People lose all sorts of things during the course of their lives. I know that losing a portion of my beauty a few weeks ago is so much less than what others have lost or are losing. People have been diagnosed with terminal illnesses and are losing things like being with their children or grandchildren as they grow up. I don`t know what the things are that you have lost or are losing. Davie`s parents lost a beautiful and brilliant child and his older brother lost his best friend and his only sibling. Some people lose parts of themselves during their childhoods because of the harmful actions of others, and other people are the children who`s parent is leaving them in an untimely death before they are ready to face this world without that mom or dad. There are much more difficult things to lose than having such a pretty face, but this loss of my beauty has triggered me to write about the exploration of the journey of losses.I  don`t know or have the answers, I only have the curiousity and the desire to learn more, to be more. I want to do the work on the inside, on the way that i spiritually think and feel about life, in order become even more beautiful than I was before this most recent physical loss, even if it is with a less pretty face. I know that I am fortunate to have had a skilled Japanese surgeon, and I know that this time of having dramatic scars will pass. I don`t know exactly what I will look like after my scars heal, comparative to the disfigurement in those photographs I saw when I was in the hospital, but I do know that this experience of loss and trauma is now a part of who I am, just like Davie`s and my friendship will always be an important part of my life and the person that I grew up to become. I will always love Davie Johnson very very much, because some things, things like love, unlike our beauty, can never be taken away from us. 

Saturday, October 6, 2012

Walking Toward the Night

In mid August I arrived back from Canada after twelve wonderful days with my children into the stifling summer heat of Tokyo.
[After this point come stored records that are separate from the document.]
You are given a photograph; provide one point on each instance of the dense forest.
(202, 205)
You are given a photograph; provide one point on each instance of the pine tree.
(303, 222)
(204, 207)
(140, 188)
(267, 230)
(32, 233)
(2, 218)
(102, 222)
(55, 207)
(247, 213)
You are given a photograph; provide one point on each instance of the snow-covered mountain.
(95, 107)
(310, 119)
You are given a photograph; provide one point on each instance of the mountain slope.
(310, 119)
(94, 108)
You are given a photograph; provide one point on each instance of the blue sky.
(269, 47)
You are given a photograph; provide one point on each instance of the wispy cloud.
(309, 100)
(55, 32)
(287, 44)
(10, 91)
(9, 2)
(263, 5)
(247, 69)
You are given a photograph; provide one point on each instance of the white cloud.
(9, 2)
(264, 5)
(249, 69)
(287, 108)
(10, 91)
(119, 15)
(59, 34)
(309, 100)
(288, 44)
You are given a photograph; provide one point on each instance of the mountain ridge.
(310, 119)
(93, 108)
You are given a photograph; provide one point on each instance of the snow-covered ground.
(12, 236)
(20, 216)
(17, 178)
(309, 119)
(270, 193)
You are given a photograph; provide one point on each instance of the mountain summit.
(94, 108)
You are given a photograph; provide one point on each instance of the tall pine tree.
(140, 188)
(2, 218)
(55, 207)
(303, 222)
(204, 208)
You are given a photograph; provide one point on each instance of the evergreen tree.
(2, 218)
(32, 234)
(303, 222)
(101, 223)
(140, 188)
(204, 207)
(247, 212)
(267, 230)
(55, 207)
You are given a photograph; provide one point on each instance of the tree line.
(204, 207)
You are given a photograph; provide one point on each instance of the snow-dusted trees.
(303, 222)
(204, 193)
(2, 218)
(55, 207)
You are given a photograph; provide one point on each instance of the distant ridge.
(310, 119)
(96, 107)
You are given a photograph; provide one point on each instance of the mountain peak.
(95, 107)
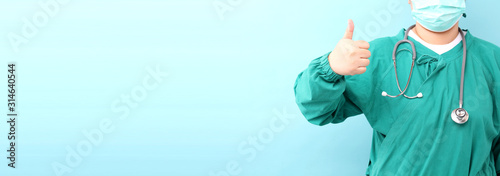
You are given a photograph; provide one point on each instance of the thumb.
(349, 32)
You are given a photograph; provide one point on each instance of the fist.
(350, 57)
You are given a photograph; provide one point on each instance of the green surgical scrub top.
(415, 136)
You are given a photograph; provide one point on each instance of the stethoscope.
(458, 115)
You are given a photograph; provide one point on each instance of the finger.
(363, 53)
(362, 44)
(349, 32)
(363, 62)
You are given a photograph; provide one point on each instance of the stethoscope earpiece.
(459, 115)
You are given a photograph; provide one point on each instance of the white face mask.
(438, 15)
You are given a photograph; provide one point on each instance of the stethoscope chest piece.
(460, 116)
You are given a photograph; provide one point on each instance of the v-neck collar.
(453, 54)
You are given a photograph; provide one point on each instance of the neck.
(436, 38)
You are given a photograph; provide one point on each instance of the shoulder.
(484, 46)
(484, 51)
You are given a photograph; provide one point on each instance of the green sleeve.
(496, 153)
(319, 93)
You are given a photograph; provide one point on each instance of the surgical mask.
(438, 15)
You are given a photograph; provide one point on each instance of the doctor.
(410, 94)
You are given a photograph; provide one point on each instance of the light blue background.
(227, 80)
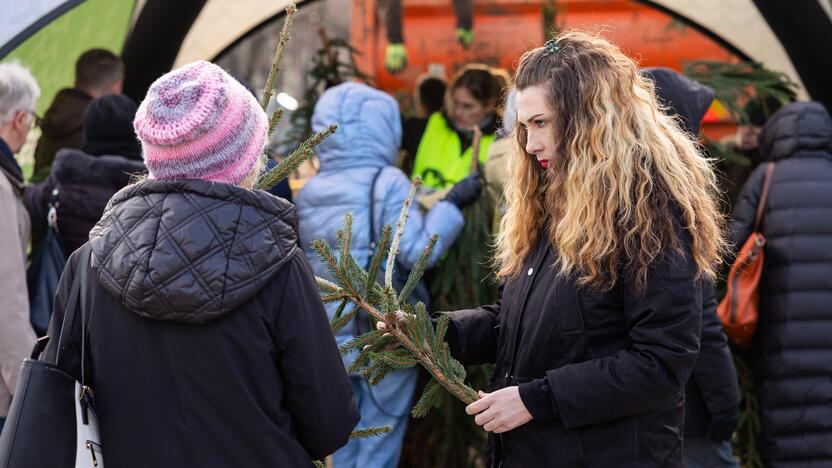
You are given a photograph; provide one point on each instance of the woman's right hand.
(466, 191)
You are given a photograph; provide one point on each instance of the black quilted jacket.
(209, 344)
(793, 342)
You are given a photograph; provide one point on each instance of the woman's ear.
(20, 120)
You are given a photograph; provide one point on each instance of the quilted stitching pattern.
(190, 251)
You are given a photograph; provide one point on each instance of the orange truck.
(504, 29)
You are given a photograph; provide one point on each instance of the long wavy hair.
(626, 179)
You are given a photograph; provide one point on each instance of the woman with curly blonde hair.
(610, 231)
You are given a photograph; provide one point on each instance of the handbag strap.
(78, 284)
(761, 207)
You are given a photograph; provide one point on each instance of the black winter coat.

I was staying with a friend who was hosting a `Hanabi` barbeque on her roof top deck along the river. Hanabi is the word for Japanese fireworks, and what a display they were! It was longer than any Canadian fireworks display I have witnessed and they even had character fireworks, I have no idea how they technically managed that one?! It was a wonderful time of celebration with great people and a reminder of how brief each season is, including the seasons of our lives. Two months have sped by since that enchanted evening and already so much has changed for both my friend who hosted us and for myself. I am reminded to get the important things done while I have the chance. The busyness of life often crowds out the things that are actually the most important to us. It is time for me to write.